Private Mortgage Insurance (PMI) is required by many lenders when your home purchase downpayment is less than 20%. PMI is provided by a private mortgage insurance company to protect lenders against loss if a borrower defaults. It allows a buyer to put down as little as 3 to 5% (and even less for qualified borrowers) instead of the 20% usually required by lenders, permitting a buyer to move in sooner and avoid years of saving up for a home. Most lenders generally require PMI for a loan with a loan-to-value (LTV) percentage in excess of 80 percent. An LTV percentage in excess of 80 percent means the buyer has put down less than 20%.
The HOMEOWNERS’ PROTECTION ACT requires that your mortgage company cancel your PMI insurance payment automatically when home equity reaches 22%. As part of the law, lenders must act within 45 days or they must refund the PMI payments to the borrower. According to the law, the automatic cancellation date is set forth as the date when the loan balance is scheduled to be reduced to "78 percent of the original value" of the real estate purchased. Your REALTOR can help you to find that point of your loan.
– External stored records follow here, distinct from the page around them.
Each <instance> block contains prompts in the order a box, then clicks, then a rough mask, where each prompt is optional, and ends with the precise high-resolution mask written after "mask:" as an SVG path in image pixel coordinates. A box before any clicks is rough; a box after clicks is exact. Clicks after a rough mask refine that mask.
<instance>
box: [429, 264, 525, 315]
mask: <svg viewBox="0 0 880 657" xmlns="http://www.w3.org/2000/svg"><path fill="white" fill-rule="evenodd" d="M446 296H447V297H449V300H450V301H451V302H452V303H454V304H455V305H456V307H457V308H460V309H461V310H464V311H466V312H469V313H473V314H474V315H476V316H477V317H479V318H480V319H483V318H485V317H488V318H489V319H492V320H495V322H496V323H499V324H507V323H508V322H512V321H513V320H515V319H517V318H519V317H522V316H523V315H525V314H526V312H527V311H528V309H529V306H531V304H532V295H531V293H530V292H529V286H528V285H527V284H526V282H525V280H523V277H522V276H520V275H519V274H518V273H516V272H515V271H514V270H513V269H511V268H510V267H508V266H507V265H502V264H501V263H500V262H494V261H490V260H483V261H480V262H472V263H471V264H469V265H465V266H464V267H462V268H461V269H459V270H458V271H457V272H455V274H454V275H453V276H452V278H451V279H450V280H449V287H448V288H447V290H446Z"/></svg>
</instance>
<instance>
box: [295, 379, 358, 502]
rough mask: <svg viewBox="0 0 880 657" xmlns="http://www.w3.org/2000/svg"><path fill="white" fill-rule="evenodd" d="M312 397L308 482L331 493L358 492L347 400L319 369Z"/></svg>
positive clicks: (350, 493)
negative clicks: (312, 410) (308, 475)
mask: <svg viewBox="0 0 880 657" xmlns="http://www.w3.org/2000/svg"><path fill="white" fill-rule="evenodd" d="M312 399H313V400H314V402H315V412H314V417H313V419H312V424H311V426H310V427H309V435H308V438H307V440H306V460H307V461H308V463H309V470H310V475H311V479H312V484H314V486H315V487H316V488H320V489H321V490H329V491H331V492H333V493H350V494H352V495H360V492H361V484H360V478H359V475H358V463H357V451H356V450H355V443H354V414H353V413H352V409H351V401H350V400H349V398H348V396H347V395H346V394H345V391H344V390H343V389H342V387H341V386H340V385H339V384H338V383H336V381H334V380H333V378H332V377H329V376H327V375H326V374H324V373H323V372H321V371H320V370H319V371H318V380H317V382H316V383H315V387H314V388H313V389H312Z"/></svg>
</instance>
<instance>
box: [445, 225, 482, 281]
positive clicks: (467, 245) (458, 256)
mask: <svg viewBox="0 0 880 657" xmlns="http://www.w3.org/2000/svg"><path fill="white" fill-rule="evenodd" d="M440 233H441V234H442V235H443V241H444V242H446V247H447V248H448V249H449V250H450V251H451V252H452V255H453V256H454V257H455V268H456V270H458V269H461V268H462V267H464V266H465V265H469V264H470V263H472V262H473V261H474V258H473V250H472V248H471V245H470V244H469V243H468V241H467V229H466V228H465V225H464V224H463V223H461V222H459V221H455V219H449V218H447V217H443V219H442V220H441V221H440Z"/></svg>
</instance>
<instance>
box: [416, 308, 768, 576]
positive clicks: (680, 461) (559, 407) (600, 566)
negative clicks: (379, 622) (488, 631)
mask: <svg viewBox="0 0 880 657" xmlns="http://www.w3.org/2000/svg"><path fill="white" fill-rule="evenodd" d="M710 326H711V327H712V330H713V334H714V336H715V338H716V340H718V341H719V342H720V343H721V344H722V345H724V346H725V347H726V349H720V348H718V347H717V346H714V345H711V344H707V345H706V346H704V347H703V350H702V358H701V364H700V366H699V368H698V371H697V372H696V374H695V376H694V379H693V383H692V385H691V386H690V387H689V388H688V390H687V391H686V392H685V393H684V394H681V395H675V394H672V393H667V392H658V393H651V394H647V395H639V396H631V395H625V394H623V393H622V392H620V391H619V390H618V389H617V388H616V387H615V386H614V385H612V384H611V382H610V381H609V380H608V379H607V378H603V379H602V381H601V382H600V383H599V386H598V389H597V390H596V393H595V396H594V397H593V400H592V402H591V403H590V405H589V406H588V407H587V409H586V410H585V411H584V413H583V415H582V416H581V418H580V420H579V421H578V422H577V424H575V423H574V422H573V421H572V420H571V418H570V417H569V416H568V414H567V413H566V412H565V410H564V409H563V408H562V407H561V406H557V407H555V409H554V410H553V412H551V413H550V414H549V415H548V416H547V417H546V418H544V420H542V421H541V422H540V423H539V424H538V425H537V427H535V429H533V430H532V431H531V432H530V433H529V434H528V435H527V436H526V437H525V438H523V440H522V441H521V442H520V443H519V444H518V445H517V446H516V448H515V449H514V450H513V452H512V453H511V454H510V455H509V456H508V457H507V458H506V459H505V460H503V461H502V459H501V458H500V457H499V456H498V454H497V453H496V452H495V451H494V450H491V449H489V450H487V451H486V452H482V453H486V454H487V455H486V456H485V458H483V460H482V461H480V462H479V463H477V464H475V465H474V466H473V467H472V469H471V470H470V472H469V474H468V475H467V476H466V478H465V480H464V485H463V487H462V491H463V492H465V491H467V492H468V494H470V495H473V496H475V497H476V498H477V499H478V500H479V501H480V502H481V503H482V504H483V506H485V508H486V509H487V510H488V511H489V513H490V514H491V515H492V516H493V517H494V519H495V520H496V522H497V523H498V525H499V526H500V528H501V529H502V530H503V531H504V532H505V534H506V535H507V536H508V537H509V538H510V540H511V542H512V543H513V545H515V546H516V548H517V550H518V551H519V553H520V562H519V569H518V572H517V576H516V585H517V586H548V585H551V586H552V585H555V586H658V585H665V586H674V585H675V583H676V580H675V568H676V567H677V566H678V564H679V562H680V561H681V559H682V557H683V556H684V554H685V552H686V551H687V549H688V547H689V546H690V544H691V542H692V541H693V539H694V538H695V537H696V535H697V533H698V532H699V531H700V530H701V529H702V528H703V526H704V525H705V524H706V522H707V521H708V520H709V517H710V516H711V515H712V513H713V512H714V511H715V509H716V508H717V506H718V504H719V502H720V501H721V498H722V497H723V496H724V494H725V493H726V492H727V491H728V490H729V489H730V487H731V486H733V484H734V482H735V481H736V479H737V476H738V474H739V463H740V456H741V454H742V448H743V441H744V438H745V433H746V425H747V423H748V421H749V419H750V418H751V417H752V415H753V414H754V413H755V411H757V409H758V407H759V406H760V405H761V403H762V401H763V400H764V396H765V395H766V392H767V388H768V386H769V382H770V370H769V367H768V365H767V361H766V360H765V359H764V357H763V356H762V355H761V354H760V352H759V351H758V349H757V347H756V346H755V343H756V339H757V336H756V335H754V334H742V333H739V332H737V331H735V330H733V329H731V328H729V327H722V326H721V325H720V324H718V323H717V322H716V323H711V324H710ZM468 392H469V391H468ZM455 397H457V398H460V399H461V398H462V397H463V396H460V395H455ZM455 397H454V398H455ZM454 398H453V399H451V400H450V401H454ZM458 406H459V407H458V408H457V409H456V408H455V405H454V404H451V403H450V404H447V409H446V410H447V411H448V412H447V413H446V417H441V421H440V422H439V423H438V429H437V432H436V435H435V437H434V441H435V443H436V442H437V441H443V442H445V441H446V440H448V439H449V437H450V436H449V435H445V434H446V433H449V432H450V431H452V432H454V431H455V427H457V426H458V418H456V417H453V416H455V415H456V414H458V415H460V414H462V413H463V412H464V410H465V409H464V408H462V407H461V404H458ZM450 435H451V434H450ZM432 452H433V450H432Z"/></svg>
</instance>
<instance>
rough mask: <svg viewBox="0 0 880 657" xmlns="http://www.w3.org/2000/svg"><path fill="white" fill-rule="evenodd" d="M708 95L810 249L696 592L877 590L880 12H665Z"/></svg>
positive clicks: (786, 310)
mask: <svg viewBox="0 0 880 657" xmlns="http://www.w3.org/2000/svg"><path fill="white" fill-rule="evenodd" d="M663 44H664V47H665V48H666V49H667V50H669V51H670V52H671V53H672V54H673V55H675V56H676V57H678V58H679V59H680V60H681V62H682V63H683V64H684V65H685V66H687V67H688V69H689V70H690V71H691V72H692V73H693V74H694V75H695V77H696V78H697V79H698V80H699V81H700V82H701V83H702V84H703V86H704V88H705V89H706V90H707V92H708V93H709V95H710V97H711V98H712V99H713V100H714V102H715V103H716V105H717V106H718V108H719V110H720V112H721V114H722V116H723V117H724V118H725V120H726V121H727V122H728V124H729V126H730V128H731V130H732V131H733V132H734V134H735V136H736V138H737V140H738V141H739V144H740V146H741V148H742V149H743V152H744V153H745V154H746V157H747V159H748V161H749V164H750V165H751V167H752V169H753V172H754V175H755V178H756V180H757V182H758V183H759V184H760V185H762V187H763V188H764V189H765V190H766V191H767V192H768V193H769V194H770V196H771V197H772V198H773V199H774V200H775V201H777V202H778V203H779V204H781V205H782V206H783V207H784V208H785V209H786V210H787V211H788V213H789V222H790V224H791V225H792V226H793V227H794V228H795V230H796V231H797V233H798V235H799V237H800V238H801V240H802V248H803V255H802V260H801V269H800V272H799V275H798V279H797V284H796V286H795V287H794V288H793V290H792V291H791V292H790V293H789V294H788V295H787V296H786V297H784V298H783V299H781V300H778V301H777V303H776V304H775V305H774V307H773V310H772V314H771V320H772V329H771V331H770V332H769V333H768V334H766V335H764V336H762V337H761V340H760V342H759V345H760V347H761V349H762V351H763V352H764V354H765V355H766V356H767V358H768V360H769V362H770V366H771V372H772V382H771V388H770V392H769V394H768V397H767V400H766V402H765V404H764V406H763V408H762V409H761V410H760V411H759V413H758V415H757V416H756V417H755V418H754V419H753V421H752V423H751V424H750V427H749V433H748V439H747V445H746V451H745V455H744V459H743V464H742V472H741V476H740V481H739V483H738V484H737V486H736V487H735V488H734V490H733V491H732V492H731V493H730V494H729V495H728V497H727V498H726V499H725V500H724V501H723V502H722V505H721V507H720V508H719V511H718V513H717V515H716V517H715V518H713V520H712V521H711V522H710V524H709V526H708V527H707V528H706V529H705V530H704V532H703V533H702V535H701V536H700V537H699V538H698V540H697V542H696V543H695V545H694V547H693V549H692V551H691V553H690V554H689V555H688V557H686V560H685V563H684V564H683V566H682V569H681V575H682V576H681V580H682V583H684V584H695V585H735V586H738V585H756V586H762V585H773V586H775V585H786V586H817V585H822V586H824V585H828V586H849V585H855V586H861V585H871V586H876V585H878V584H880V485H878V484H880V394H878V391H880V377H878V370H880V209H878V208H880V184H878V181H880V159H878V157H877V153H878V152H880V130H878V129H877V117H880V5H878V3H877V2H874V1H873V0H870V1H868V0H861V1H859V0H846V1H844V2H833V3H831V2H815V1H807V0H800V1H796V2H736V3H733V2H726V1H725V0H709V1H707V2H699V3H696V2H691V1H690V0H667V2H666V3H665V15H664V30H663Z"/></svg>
*** This law does not apply to FHA and VA loans or to high risk mortgages -- the ones exceeding $227,100 for which PMI payments can last as long as 15 years. Insurance payments on FHA and VA loans often last the life of the loan, although monthly payments typically are lower than conventional mortgage payments. The best way to remove the FHA and VA PMI payments is to refinance with a conventional mortgage. A caution here: make sure you are not sacrificing a lower payment just to eliminate the insurance. Remember, loans with as little as 3 % can be considered Conventional.
*** This law covers only mortgages obtained after July 29, 1999. It is unfortunate, but until July 29, 1999, the traditional method mortgage companies collect PMI is still in effect. That does not mean that you cannot personally request termination of the PMI you have on your mortgage after you have 20 percent equity in your home.
If you are in doubt about what part of your monthly mortgage payment constitutes your PMI premium, you can do a quick calculation to arrive at a ballpark figure:
On a $100,000 Fixed Rate, 30 year loan
- Multiply $100,000 (base loan amount) by .78% ($100,000 x .0078 = $780)
- Divide $780 by 12 (months) = $65 your approximate monthly PMI premium.